ACUTE ISCHEMIC STROKE  Stroke is defined as loss of brain function due to disturbance in blood supply to the brain. This can be due to lack of blood flow caused by blockage which may be due to thrombosis, arterial embolism, or a haemorrhage (leakage of blood) As a result, the affected area of the brain is unable to function, which might results in inability to move one or more limbs of the body, inability understand speech, or an inability to see one side i.e. visual disturbance . stroke may cause permanent neurological damage, complications, and death.  Strokes can be classified into two major categories: ischemic and hemorrhagic.
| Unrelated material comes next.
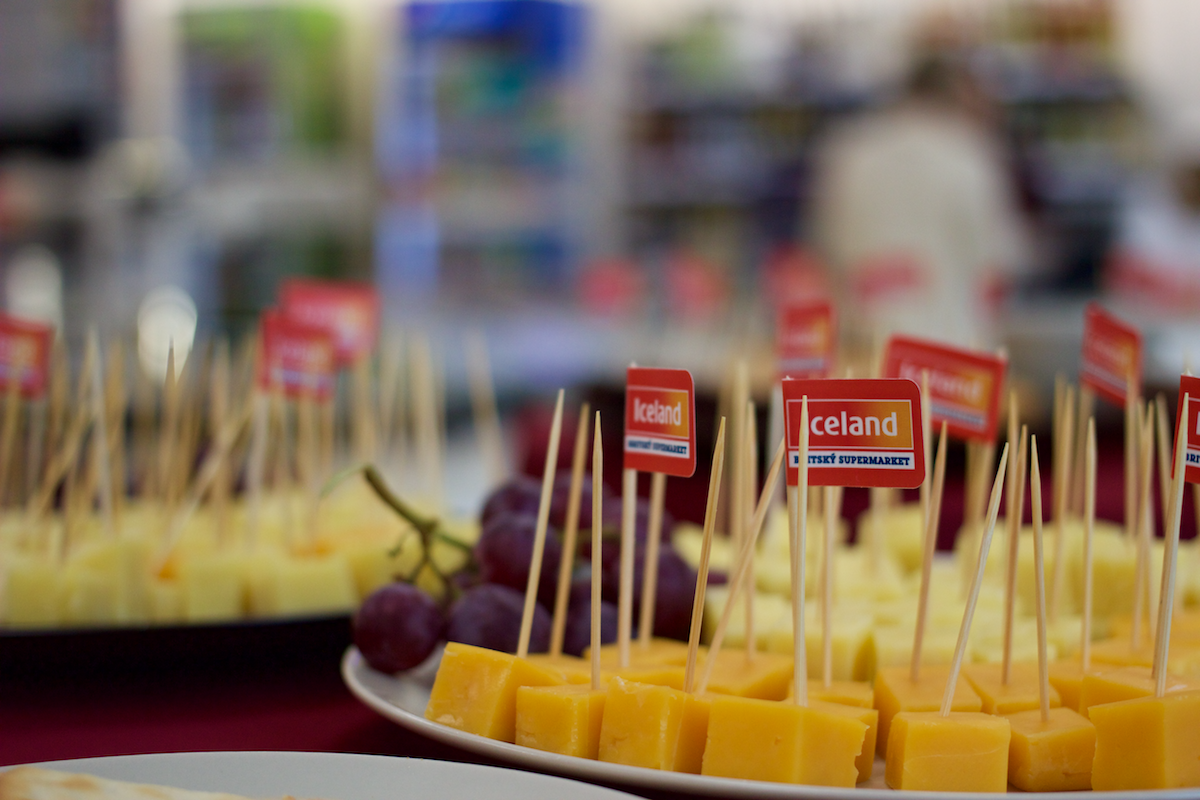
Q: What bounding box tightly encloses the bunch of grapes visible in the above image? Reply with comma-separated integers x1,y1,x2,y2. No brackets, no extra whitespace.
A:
354,476,696,673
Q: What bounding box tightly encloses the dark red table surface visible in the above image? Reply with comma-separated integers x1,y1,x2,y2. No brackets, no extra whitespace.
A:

Ischemic strokes are those that are caused by interruption of the blood supply, while hemorrhagic strokes are the ones which result from rupture of a blood vessel or an abnormal vascular structure. About 87% of strokes are caused by ischemia, and the remainder by hemorrhage.  Ischemic stroke  Strokes can be either ischemic or hemorrhagic. In an ischemic stroke, the blood supply to part of the brain is cut off because blood clot or some form of plaque stops blood supply to brain Blood clots can travel to the brain from another artery (artery-to-artery embolization) or they can come from the heart (cardioemblic stroke).  Ischemic strokes can be caused by a blockage anywhere along the arteries feeding the brain. The blockages can occur for a variety of reasons, including:  The formation of fatty material (atheroma) along the walls of an artery, which reduces blood flow  Breaking off of atheroma from the artery wall. The material can flow with the blood and become stuck in a smaller artery, causing a blockage.  Blood clots that break loose from the heart or one of its valves, known as an embolus. The clot can travel up the arteries of the brain and lodge there, causing an embolic stroke or cerebral embolism. This type of stroke is most common in people who have recently had heart surgery and in people who have defective heart valves or abnormal heart rhythms (especially atrial fibrillation).  Inflammation or an infection that narrows blood vessels that lead to the brain  Consumption of Drugs, such as cocaine and amphetamines, which can also narrow the blood vessels  Strokes may also cause swelling in the brain. The pressure that results can damage brain tissue more, making neurologic problems  worse, even if the stroke itself does not enlarge.